On behalf of Sars and Kieswetter, Ndlangalavu added that his boss told the PSA and Nehawu that should the ruling not be appealed the tax revenue collection agency either had to find an amicable settlement with the unions, find ways to restructure and reduce its costs base in order to fund the third year of the wage agreement.

Sars, which had initially pleaded poverty, told the court it would have been able to pay a reduced increase due to savings it had effected, among the options it placed on the negotiations table.

In addition, Ndlangalavu accused the PSA of not presenting the six options offered by Sars to its members but instead requesting a mandate to withdraw from the settlement discussions and to enforce Judge Kubushi’s ruling.

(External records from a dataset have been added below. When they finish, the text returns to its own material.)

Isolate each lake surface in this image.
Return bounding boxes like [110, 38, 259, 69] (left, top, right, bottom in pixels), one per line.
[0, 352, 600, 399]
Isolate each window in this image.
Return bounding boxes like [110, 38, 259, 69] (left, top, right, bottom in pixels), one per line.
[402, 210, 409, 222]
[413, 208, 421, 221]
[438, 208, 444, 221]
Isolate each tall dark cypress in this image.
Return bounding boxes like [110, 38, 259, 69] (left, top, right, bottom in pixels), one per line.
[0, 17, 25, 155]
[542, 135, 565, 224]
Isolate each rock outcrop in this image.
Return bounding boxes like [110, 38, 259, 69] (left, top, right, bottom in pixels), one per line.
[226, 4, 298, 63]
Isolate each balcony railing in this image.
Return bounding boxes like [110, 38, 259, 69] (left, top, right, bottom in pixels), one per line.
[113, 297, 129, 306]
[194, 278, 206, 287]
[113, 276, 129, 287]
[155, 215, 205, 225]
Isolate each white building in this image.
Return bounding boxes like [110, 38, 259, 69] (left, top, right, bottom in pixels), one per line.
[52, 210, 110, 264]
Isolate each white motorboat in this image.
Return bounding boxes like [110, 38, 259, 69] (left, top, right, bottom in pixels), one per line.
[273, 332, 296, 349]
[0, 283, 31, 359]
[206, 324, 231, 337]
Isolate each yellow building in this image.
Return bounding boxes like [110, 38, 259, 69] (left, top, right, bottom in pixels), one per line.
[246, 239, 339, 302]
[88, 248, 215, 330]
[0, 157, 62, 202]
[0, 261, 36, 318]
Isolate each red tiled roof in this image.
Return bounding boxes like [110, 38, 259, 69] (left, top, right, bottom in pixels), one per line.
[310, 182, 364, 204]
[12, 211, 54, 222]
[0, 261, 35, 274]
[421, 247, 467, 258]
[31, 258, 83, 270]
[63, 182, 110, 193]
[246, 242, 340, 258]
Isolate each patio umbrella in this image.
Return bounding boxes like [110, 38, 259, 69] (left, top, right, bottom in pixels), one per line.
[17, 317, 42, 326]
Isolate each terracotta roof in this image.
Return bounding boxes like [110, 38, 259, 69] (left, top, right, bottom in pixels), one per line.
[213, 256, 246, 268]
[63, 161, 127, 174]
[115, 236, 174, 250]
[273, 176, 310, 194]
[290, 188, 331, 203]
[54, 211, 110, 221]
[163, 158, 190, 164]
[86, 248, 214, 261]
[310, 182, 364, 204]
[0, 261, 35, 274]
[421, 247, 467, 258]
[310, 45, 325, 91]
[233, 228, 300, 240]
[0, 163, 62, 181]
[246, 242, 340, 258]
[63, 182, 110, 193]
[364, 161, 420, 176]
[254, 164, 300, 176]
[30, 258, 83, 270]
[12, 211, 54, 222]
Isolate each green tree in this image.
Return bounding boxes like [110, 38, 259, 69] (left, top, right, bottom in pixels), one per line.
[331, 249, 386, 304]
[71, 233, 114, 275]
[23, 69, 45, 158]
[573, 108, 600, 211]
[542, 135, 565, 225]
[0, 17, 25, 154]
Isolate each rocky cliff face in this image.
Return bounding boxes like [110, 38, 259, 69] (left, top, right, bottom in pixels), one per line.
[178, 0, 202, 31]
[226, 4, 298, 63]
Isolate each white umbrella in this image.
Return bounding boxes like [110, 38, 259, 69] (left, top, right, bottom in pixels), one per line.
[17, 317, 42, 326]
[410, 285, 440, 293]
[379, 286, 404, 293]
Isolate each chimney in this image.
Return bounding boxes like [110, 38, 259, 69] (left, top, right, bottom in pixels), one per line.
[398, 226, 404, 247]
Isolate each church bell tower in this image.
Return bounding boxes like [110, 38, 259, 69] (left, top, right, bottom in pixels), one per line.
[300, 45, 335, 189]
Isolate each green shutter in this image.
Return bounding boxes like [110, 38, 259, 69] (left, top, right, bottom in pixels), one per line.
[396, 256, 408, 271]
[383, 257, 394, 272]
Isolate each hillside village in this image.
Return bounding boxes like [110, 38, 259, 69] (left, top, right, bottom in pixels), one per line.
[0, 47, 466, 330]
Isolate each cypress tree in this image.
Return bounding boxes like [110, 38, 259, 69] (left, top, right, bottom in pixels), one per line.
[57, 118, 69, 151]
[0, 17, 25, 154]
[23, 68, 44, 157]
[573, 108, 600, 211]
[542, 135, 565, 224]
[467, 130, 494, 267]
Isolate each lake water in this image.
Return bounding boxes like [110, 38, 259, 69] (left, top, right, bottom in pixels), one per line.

In November 2021, according to Ndlangalavu, Nehawu accepted a partly implemented increase of 3.9% instead of the expected 6.2% as per the wage agreement and judgment and this was been applicable to PSA members.

The six settlement options offered by Sars ranged from implementing the remaining 2.3% but this needed the National Treasury and Parliament’s approval and would only be possible in the 2025/26 financial year while others would be subject to costs savings, freezing of hiring as well as reducing the number of staff.

Sars maintains that it only reinstated its application for leave to appeal after the settlement talks broke down and launched it at the earliest available opportunity and accused the PSA of scuppering the settlement opportunity.

”In order to facilitate these settlement discussions, as a measure of good faith and to build trust, the applicants (Sars and Kieswetter) withdrew the notice of application for leave to appeal on December 13, 2023,” Ndlangalavu explained.

He said Kieswetter implored the PSA and Nehawu ‘to build something special’ at Sars and the country, as well as showcase that the taxman’s management and unions can work together.

”.. It was always understood and accepted by all that the applicants (Sars and Kieswetter) kept open the option of an application for leave to appeal should the settlement negotiations fail. It was understood by all that the applicants did not pre-empt (quash) their right to appeal,” added Ndlangalavu.

Sars also complained that its annual budget runs into billions of rands and the three-year wage increase agreement exceeded R1bn.

”It would lead to absurd results if financial accountability means that a loan or security of R1 million requires ministerial approval but a multi-year agreement implicating billions of rands, and which constrains the third respondent (Finance Minister Enoch Godongwana’s) powers to appropriately budget for expenses, does not,” explained Ndlangalavu.

According to Sars, a million-rand loan agreement requiring ministerial approval is far less of a burden on the burden of exercise of the accounting officer’s (Kieswetter’s) powers, than a multi-billion rand salary agreement over three years.

”One is dealing with huge amounts of public money, literally more than a billion rand, and the broader public interest plays a significant role. It is in the public interest that the legality of what is at stake, be determined by a higher court,” Ndlangalavu added.

Sars insists that the wage agreement is invalid and unlawful as it is non-compliant with the Public Finance Management Act.

”It is objectively impossible for Sars to pay salary increases in terms of the wage agreement,” the entity further stated.

The PSA indicated that it filed its notice of intention to oppose the matter by the Thursday deadline and now has 15 court days to deliver its answering affidavit.